Honorable mentions might just as well include every other release from the label, but I would highlight, in catalog order: Meredith Mon’s Dolmen Music (ECM 1197), Steve Reich’s Tehillim (ECM 1215), Paul Hindemith’s Viola Sonatas as played by Kashkashian (ECM 1330-32), Thomas Demenga’s pairing of Bach’s 4th Cello Suite with works of Heinz Holliger (ECM 1340), Gesualdo’s Tenebrae as sung by the Hilliard Ensemble (ECM 1422/23), the same ensemble’s landmark recording of selections from the Codex Speciálnik (ECM 1504), an impressionistic rendering of Federico Mompou’s Música Callada by Henck (ECM 1523), an all-Sándor Veress program which includes his Passacaglia Concertante under baton and oboe of Holliger (ECM 1555), Eleni Karaindrou’s soundtrack to the film Ulysses’ Gaze (ECM 1570), Arvo Pärt’s a cappella magnum opus Kanon pokajanen (ECM 1654/55), the Trio Sonatas of J. D. Zelenka (ECM 1671/72), Heiner Goebbels’s spectral Surrogate Cities (ECM 1688/89), Jan Garbarek and the Hilliard Ensemble’s sophomore album Mnemosyne (ECM 1700/01), H.I.F. Biber’s Unam Ceylum as played to perfection by Holloway and friends (ECM 1791), the Italian Duo Gazzana’s dynamic Five Pieces (ECM 2238), Dobrinka Tabakova’s label debut String Paths (ECM 2239), and Victor Kissine’s profound Between Two Waves (ECM 2312).

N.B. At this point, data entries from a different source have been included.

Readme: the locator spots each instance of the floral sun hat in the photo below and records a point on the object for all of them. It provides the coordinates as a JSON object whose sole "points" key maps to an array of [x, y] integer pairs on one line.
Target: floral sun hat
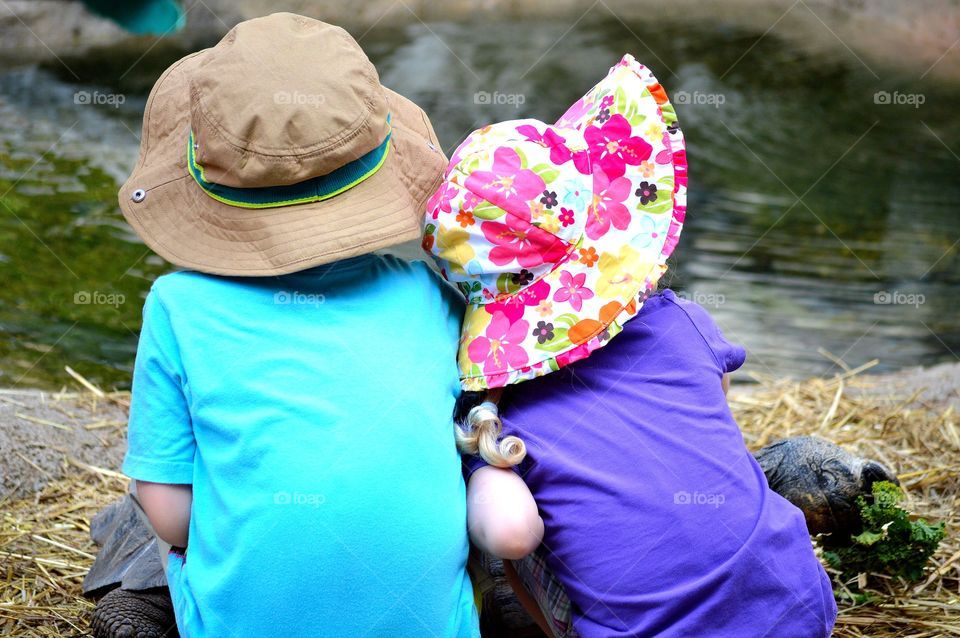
{"points": [[556, 234]]}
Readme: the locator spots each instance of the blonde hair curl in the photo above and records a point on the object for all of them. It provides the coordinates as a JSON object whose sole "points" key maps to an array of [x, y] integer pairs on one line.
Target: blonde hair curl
{"points": [[481, 435]]}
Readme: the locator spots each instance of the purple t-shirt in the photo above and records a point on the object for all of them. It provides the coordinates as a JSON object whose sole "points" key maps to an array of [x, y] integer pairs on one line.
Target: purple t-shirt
{"points": [[659, 522]]}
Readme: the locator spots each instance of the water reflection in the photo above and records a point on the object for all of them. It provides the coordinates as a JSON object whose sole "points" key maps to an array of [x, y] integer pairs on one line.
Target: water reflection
{"points": [[808, 200]]}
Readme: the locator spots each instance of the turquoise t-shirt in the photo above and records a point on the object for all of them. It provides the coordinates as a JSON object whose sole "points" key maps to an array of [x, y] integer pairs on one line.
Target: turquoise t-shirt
{"points": [[312, 415]]}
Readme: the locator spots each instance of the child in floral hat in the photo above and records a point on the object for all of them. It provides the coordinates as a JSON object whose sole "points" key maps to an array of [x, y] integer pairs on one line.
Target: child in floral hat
{"points": [[620, 464]]}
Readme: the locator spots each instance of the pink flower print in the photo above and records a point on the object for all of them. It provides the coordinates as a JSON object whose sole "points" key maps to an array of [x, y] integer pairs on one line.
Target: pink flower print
{"points": [[559, 153], [678, 158], [611, 148], [507, 185], [470, 201], [516, 239], [440, 200], [513, 306], [572, 289], [499, 349], [607, 206]]}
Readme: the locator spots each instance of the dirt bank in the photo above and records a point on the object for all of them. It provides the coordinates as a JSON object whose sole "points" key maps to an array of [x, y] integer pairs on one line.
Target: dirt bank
{"points": [[43, 433]]}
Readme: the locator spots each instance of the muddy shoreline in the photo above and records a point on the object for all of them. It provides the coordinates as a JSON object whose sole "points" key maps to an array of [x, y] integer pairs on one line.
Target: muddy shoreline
{"points": [[43, 434]]}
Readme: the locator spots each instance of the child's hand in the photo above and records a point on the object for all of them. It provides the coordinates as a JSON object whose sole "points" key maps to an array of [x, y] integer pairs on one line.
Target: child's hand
{"points": [[502, 515]]}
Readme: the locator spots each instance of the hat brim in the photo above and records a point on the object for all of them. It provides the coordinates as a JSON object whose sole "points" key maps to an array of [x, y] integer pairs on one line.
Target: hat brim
{"points": [[180, 222], [625, 267]]}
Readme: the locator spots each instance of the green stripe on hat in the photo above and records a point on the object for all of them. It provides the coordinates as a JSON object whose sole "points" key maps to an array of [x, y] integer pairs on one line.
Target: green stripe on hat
{"points": [[314, 189]]}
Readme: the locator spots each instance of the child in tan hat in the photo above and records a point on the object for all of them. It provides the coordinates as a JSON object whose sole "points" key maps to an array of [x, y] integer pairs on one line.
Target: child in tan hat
{"points": [[290, 433]]}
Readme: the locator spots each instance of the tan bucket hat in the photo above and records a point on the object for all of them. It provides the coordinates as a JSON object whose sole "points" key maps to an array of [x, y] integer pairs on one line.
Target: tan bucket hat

Finally, no New Series conspectus would be complete without at least passing mention of Valentin Silvestrov’s Silent Songs (ECM 1898/99). Though not originally an ECM production, Eicher saw fit to reissue these invaluable recordings of poem settings for baritone and piano. Like the label that revived them, they speak for the forgotten so that we might remember.